While we work hard on the reliability of our systems, a lot of the credit for our uptime has to go to our awesome hosting provider, NYI. They provide rock-solid power and network. To give you some examples:
- During Hurricane Sandy, when other datacentres were bucketing fuel up the staircases and having outages, we lost power on ONE circuit for 30 seconds. It took out two units which hadn't been cabled correctly, but they weren't user facing anyway.
- We had a massive DDOS attempted against us using the NTP flaw a while ago. They blocked just the NTP port to the one host being attacked, and informed us of the attack while they asked their upstream providers to push the block out onto the network to kill off the attack. Our customers didn't even notice.
- They provide 24/7 onsite technical staff. Once when they were busy with another emergency, I had to wait 30 minutes for a response on an issue. The CEO apologised to me personally for having to wait. Normal response times are within 2 minutes.

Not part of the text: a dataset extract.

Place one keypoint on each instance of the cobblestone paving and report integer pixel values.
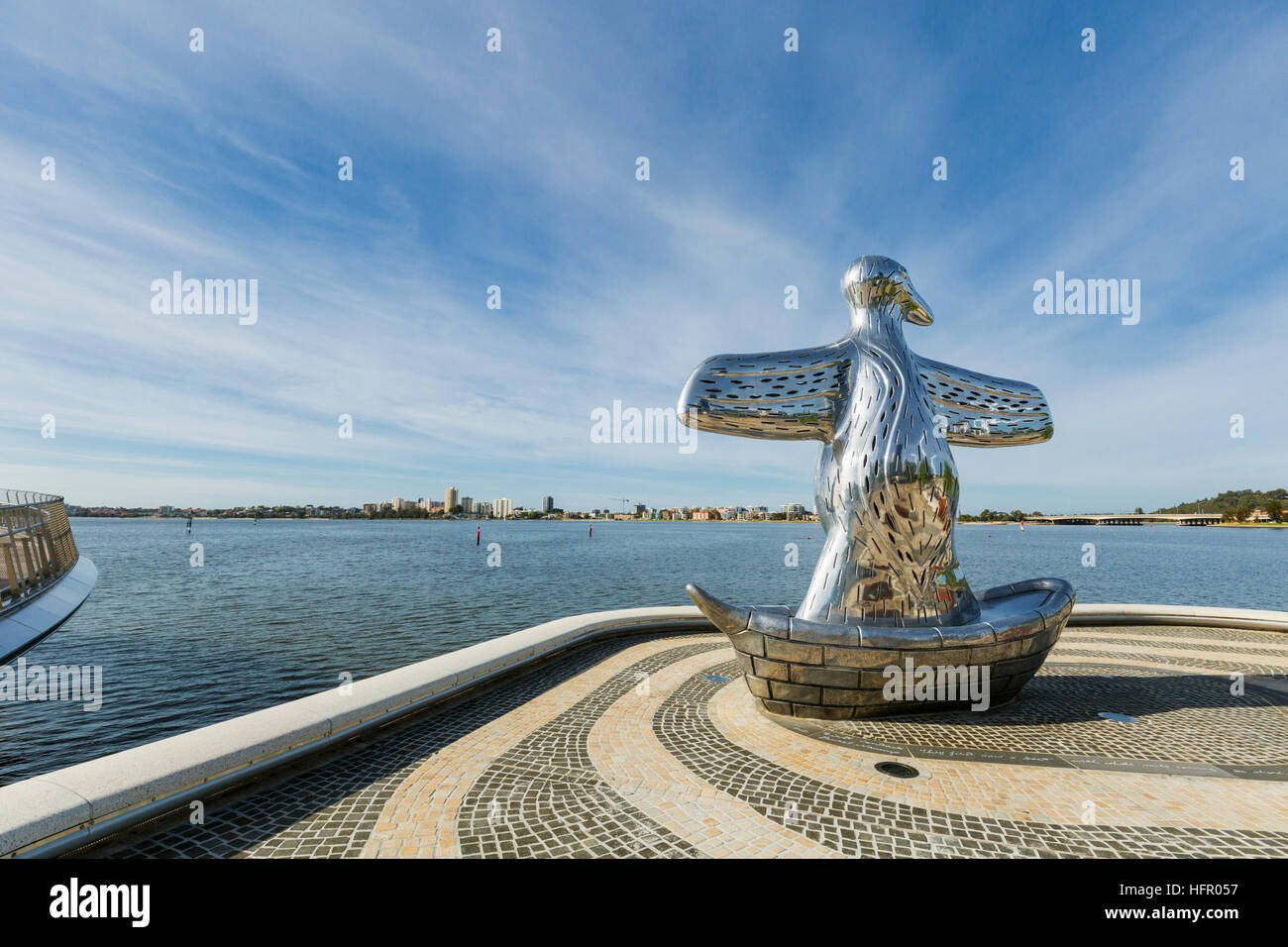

The only outage we've had this year that can be attributed to NYI at all is a 5 minute outage when they switched the network uplink from copper to fibre, and managed to set the wrong routing information on the new link. 5 minutes in a year is pretty good.
The sad truth is, we just don't have the reliability from our Iceland datacentre to provide the uptime that our users expect of us.

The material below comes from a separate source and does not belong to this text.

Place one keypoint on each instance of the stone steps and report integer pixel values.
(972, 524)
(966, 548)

- Network stats to New York: you see the only time it drops below 99.99% is July, when I moved all the servers, and there was the outage on the 26th (actually 5 minutes by my watch). As far as I can tell, the outages on the 31st were actually a pingdom error rather than a problem in NYI
- Network stats to Iceland: Ignore the 5 hour outage in August, because that was actually me in the datacentre. We don't have dual cabinet redundancy there, so I couldn't keep services up while I replaced parts. Even so, there are multiple outages longer than 10 minutes. These would have been very user-visible if users saw them. As it is, they just page the poor on-call engineer.

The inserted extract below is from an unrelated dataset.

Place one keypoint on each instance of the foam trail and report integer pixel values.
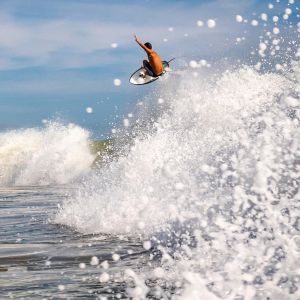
(55, 154)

If we were to run production traffic to another datacentre, we would have to be convinced that they provide a similar level of quality to that provided by NYI. Availability is the life-blood of our customers. They need email to be up, all the time.
Once you get the underlying hardware and infrastructure to the level of reliability we have, the normal cause of problems is human error.
We have put a lot of work this year into processes to help avoid human errors causing production outages. There will be more on the testing process and beta => qa => production rollout stages in a later blog post. We've also had to change our development style slightly to deal with the fact that we now have two fully separate instances of our platform running in production - we'll also blog about that, since it's been a major project this year.
General internet issues
Of course, the internet itself is never 100% reliable, as was seen by our Optus and Vodafone using customers in Australia recently. Optus were providing a route back from NYI which went through Singtel, and it wasn't passing packets. There was nothing we could do, we had to wait for Optus to figure out what was wrong and fix it at their end.
We had a similar situation with Virgin Media in the UK back in 2013, but then we managed to route traffic via a proxy in our Iceland datacentre. This wouldn't have worked for Australia, because traffic from Australia to Iceland travels through New York too.
We are looking at what is required to run up a proxy in Australia for Asia-Pacific region traffic if there are routing problems from this part of the world again. Of course, that depends on the traffic from our proxy being able to get through.
One of the nastiest network issues we've ever had was when traffic to/from Iceland was being sent through two different network switches in London, depending on the exact source/destination address pair - and one of the switches was faulty - so only half our traffic was getting through. That one took 6 hours to be resolved. Thankfully, there was no production traffic to Iceland, so users didn't notice.